Cobourn believes that discussing these difficult topics in the classroom allows students to comprehend the history and meaning of racism, especially as some families never address this subject at home. According to Cobourn, the classroom is a safe space for people to express opinions and ask questions without being judged.

Cobourn said she is uplifted by discussions that educate herself and her peers about racism; however, being one of the few Black students in the community has often made her feel singled out.

“There are times when people have mentioned African Americans, and it feels like all eyes are on me in the classroom,” Cobourn said. “It’s kind of awkward when people discuss it, but I’ve definitely felt a lot more comfortable in class these past few years.”

Like Cobourn, junior Taylor Wilson experienced similar discomfort in whole class discussions about race. After moving to Saratoga from New York in sixth grade, Wilson was used to a diverse learning environment. In Saratoga, however, he is the only Black student in most of his classes.

During a “Loaded Language” discussion, for which English 11 Honors students read and discussed several articles about the origin and use of the N-word, he was reluctant to speak up because it was one of the first heavy-hitting discussions he had participated in.

“It’s never easy to talk about race problems,” he said. “I’ve tried to come to [friends], but they don’t really understand, and it’s not their fault.”

Despite them being difficult conversations, Wilson said he believes that classroom discussions are the most effective way to educate students about race and racism, as opposed to advisory modules, which students tend to not take seriously.

He also noticed that maturity plays a big role in how students react to racial issues. Reflecting on the “To Kill a Mockingbird” unit in Redwood Middle School’s eighth-grade curriculum, Wilson recalled how difficult it was for him to take in, content-wise.

“My teacher would read it and just say the N-word like it was just another word, and while I didn’t do anything to stop them, I still knew it was bad,” he said. “I remember I would always hear giggles and feel people’s eyes on me. In eighth grade, people just don’t care. They’re still immature.”

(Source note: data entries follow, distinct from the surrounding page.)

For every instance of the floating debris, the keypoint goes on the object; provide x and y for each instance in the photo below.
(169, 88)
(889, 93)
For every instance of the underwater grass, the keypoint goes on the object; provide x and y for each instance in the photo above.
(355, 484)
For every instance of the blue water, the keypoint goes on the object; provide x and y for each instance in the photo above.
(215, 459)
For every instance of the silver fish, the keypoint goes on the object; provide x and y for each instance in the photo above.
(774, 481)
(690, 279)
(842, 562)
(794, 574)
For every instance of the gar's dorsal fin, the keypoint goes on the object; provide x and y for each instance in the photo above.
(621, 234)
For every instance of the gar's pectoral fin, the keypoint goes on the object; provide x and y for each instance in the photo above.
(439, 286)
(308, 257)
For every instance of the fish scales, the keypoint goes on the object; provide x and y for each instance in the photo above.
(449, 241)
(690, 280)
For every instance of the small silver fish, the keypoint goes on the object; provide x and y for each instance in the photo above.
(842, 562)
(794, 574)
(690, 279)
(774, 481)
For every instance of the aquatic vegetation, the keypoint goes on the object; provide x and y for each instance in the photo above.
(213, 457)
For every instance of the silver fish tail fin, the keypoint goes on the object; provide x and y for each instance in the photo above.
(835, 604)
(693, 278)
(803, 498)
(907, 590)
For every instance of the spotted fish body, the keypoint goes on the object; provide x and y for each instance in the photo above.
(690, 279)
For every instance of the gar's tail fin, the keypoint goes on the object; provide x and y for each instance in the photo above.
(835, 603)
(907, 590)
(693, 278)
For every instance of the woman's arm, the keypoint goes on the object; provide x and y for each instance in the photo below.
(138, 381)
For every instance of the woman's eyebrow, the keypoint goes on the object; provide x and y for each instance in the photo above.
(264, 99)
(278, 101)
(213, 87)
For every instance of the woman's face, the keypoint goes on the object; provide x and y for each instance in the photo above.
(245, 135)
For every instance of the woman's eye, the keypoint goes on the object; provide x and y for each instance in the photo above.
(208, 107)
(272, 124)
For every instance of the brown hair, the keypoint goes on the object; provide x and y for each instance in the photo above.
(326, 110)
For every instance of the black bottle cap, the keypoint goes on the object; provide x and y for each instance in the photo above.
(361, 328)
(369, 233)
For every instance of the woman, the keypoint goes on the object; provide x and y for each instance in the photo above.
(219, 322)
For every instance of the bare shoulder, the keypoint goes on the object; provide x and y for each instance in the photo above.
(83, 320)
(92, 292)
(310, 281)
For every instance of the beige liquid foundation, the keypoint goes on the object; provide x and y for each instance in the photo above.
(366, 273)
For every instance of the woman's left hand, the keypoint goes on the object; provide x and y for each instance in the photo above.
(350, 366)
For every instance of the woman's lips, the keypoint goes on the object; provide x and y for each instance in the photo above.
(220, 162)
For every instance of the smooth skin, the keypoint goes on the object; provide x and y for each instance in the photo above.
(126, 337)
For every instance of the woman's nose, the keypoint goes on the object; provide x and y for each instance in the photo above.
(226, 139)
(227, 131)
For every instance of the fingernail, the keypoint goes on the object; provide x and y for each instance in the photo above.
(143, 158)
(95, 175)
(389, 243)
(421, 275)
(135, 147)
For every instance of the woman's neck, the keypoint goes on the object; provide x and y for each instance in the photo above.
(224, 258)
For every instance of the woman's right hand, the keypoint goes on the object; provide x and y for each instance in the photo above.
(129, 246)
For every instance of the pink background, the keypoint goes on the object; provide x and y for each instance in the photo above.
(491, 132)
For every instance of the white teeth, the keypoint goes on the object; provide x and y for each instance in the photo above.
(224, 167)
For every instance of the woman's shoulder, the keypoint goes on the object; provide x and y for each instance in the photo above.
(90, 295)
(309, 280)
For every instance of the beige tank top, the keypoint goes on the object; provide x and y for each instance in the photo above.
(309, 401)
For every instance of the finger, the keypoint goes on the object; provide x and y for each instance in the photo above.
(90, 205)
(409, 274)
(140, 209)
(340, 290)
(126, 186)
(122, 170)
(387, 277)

One of his first experiences with blatant racism in Saratoga occurred in his sixth grade math class, when he borrowed a pencil and lead from his classmate and returned it after a few days.

“I thought it would be over but then after that, he lost the lead, and he blamed me for it. So he called me the N-word for a month straight,” Wilson said.

The classmate tried to justify his actions, wrongly assuming that Wilson could not afford his own pencil lead and had to resort to stealing because Wilson is Black. As a sixth grader, Wilson did not fully comprehend the weight of the slur, but since then he has grown to understand its severity.

“I saw it as just another word,” he said. “As I learned more about it, I realized that it wasn’t acceptable. Now, if I ever do hear it for whatever reason, I’ll shut it down.”

Recently, both Wilson and Cobourn said that the amount of racism they have faced has decreased significantly. 

After BLM, Cobourn noticed a considerable reduction in the number of non-Black people using the N-word. While she still has no firm stance on when the word can be used, she feels that it creates a sense of community for Black people.

“I do love that the African American community has reclaimed the N-word and used it as a form of brotherhood and unity,” she said. “Especially in tough times when you’re facing racism and injustice, you need that support system with you and I feel like the N-word has been helpful to establish this unity.”